Exercise 7.4.6

Here we denote the degree of ${\varphi }_1$ and ${\varphi }_2$ by $a$ and $b$ respectively.

1.

By Theorem 7.23(b) we know the dimension of $K_{{\varphi }_1}$ and $K_{{\varphi }_2}$ are $a$ and $b$ respectly. Pick a nonzero element $v_1$ in $K_{{\varphi }_1}$. The $T$-annihilator of $v_1$ divides ${\varphi }_1$. Hence the $T$-annihilator of $v_1$ is ${\varphi }_1$. Find the nonzero vector $v_2$ in $K_{{\varphi }_2}$ similarly such that the $T$-annihilator of $v_2$ is ${\varphi }_2$. Thus ${\beta }_{v_1}\cup {\beta }_{v_2}$ is a basis of $V$ by Theorem 7.19 and the fact that $|{\beta }_{v_1}\cup {\beta }_{v_2}|=a+b=n$.

2.

Pick $v_3=v_1+v_2$, where $v_1$ and $v_2$ are the two vectors given in the previous question.

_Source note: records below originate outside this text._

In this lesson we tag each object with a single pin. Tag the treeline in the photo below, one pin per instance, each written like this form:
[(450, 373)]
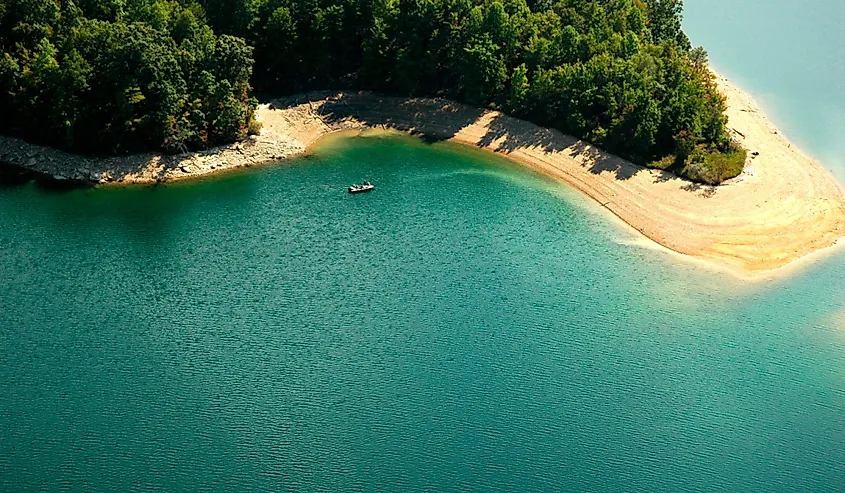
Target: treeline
[(119, 74)]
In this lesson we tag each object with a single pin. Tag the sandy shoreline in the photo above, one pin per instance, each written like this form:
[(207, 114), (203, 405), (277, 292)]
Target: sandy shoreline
[(783, 207)]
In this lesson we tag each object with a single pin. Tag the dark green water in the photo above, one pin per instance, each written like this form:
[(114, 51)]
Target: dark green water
[(468, 326)]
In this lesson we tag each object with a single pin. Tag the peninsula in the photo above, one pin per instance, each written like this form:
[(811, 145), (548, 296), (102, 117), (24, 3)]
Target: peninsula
[(160, 91), (782, 207)]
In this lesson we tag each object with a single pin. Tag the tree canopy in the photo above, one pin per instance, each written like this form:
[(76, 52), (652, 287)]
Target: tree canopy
[(112, 76)]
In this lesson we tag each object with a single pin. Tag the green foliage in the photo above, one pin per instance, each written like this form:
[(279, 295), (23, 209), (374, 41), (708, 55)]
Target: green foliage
[(713, 167), (122, 75)]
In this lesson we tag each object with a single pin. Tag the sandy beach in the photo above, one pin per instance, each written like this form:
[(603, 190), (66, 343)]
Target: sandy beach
[(783, 207)]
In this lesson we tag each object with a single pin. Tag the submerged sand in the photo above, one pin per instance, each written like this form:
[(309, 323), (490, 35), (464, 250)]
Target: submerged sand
[(783, 207)]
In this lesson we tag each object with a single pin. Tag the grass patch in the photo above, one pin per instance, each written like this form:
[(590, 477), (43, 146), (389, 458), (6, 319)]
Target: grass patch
[(713, 166)]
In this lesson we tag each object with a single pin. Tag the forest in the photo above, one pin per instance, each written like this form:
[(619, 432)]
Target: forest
[(122, 76)]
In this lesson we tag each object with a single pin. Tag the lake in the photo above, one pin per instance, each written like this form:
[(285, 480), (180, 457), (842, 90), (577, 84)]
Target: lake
[(467, 326)]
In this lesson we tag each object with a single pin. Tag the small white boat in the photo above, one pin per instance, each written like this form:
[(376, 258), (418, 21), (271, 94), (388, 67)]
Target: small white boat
[(364, 187)]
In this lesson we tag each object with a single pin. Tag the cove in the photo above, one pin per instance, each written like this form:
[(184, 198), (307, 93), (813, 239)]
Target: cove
[(469, 325)]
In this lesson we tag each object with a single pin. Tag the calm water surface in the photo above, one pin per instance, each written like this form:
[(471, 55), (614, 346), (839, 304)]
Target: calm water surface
[(791, 56), (468, 326)]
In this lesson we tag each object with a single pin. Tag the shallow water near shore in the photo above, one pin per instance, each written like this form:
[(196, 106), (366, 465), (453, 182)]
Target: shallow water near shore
[(469, 325), (790, 56)]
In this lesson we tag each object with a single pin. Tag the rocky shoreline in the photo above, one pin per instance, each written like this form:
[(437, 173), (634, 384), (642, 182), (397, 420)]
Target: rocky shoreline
[(59, 166), (787, 208)]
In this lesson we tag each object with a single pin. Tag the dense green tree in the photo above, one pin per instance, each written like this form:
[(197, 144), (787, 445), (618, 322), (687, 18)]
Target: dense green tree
[(123, 75)]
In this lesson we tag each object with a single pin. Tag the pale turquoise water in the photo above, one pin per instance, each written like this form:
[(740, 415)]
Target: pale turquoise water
[(791, 56), (468, 326)]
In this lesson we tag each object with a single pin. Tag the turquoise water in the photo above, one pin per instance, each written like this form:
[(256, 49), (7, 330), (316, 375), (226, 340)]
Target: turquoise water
[(791, 56), (468, 326)]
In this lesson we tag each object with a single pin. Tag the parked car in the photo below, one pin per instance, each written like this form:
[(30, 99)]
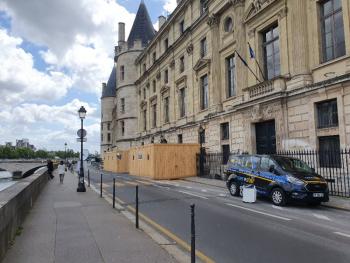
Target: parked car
[(281, 178)]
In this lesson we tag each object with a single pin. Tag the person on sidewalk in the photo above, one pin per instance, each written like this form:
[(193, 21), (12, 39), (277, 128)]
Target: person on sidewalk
[(50, 169), (61, 170)]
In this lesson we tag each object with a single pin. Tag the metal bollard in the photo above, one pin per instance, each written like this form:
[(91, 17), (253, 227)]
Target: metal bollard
[(101, 186), (113, 192), (193, 236), (137, 207)]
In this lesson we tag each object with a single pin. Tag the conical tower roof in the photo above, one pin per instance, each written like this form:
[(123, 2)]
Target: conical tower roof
[(142, 29), (110, 89)]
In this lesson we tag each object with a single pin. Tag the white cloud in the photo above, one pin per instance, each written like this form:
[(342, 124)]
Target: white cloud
[(50, 126), (169, 5), (19, 80)]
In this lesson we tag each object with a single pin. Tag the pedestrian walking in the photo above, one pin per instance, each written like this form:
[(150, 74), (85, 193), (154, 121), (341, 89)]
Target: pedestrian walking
[(61, 170), (50, 169)]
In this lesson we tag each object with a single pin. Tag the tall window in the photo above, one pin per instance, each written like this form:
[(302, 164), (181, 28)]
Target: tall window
[(154, 115), (230, 69), (203, 47), (332, 29), (182, 102), (225, 131), (204, 92), (271, 52), (166, 76), (154, 85), (122, 72), (144, 113), (203, 6), (166, 109), (122, 127), (327, 114), (122, 105), (182, 27), (154, 57), (182, 64), (166, 44)]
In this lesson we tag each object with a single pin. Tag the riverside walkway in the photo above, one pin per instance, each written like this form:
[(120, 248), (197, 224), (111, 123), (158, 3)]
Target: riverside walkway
[(66, 226)]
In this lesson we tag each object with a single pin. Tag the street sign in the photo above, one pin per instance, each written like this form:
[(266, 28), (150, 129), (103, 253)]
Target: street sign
[(81, 133)]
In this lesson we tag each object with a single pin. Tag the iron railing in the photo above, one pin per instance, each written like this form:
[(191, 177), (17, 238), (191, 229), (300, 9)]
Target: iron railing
[(334, 166)]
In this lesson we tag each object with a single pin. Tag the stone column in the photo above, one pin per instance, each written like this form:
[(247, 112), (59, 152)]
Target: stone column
[(299, 48), (214, 88), (241, 46)]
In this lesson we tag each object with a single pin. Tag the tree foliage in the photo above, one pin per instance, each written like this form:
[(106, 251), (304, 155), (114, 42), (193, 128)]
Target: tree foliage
[(27, 153)]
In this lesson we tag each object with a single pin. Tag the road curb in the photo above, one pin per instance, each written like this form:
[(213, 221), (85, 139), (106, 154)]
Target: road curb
[(222, 187)]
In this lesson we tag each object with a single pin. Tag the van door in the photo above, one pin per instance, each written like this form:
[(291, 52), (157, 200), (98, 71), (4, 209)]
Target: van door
[(266, 176)]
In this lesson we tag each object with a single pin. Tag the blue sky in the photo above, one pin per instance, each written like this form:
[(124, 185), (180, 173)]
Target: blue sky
[(55, 55)]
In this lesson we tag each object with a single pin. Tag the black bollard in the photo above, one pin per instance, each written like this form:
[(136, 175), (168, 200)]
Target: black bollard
[(193, 236), (113, 192), (101, 186), (88, 178), (137, 207)]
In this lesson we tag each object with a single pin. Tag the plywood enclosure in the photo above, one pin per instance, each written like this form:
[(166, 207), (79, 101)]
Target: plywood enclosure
[(116, 161), (164, 161)]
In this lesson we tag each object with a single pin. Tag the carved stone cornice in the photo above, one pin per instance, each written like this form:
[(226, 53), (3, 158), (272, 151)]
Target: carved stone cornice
[(189, 49)]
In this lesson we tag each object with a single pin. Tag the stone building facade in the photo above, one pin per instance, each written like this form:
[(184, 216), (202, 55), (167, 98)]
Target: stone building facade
[(257, 76)]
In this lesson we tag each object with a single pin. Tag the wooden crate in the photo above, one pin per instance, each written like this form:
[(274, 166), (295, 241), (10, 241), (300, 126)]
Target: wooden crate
[(116, 161), (164, 161)]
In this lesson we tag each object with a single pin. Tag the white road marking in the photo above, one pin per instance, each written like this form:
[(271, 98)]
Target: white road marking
[(342, 234), (321, 217), (203, 197), (277, 207), (259, 212)]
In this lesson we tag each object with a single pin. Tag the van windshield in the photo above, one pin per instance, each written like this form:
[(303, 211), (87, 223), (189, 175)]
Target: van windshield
[(292, 165)]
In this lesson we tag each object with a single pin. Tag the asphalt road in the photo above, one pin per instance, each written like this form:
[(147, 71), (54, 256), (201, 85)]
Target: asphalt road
[(229, 230)]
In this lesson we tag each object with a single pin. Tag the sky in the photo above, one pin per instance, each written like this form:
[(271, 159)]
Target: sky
[(54, 56)]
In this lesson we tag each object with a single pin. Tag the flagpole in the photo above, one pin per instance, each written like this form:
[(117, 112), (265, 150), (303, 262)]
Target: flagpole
[(256, 61), (245, 63)]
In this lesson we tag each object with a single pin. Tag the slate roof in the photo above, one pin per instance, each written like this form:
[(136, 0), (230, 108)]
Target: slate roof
[(142, 29), (110, 89)]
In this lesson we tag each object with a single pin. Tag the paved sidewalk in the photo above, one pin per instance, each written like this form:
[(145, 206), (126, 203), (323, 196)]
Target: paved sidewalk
[(66, 226), (334, 202)]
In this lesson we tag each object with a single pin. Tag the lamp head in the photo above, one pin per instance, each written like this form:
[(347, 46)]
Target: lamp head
[(82, 112)]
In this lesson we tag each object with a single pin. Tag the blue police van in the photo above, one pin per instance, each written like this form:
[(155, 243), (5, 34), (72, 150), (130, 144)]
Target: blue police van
[(283, 179)]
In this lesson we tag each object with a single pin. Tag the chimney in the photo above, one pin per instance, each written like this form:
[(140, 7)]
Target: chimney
[(121, 32), (161, 21)]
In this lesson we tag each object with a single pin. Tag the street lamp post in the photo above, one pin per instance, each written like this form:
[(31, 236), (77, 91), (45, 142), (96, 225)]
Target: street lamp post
[(81, 184), (65, 152)]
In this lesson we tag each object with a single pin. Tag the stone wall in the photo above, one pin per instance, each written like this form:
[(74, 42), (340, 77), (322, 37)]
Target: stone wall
[(16, 201)]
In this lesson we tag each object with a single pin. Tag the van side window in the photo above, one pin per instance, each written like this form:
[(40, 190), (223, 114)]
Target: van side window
[(265, 164)]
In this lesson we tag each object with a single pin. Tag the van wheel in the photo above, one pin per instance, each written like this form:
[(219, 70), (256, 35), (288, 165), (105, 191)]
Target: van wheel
[(234, 188), (278, 197)]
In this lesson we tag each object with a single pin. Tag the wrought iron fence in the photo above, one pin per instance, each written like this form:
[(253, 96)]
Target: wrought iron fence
[(334, 166)]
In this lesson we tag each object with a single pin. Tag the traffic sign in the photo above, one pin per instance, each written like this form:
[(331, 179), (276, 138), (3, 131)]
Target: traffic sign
[(81, 133)]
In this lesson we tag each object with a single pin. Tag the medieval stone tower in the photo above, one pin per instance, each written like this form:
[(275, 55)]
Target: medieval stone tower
[(119, 96)]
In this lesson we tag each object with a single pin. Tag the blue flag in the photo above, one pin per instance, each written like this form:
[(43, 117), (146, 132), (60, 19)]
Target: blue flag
[(251, 51)]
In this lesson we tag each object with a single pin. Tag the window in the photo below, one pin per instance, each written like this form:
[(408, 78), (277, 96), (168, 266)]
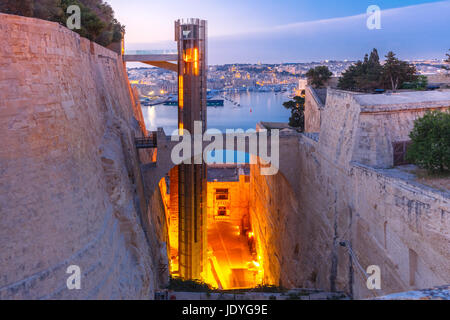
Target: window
[(221, 194), (222, 211), (399, 152)]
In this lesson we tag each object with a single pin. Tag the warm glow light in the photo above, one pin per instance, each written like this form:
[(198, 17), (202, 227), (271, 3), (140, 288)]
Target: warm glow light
[(181, 128), (180, 92)]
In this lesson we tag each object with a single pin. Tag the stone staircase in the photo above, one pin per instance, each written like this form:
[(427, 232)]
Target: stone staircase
[(294, 294)]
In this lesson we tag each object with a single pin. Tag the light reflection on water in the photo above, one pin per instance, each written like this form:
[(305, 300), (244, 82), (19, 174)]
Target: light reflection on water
[(254, 107)]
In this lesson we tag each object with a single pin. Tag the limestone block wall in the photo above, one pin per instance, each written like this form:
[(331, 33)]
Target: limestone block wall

Since ${\varphi }_1(T)(v_2)\ne 0$ and ${\varphi }_2(T)(v_1)\ne 0$ by Theorem 7.18. The $T$-annihilator of $v_3$ cannot be ${\varphi }_1$ and ${\varphi }_2$. So the final possibility of the $T$-annihilator is ${\varphi }_1{\varphi }_2$.

3.

The first one has two blocks but the second one has only one block.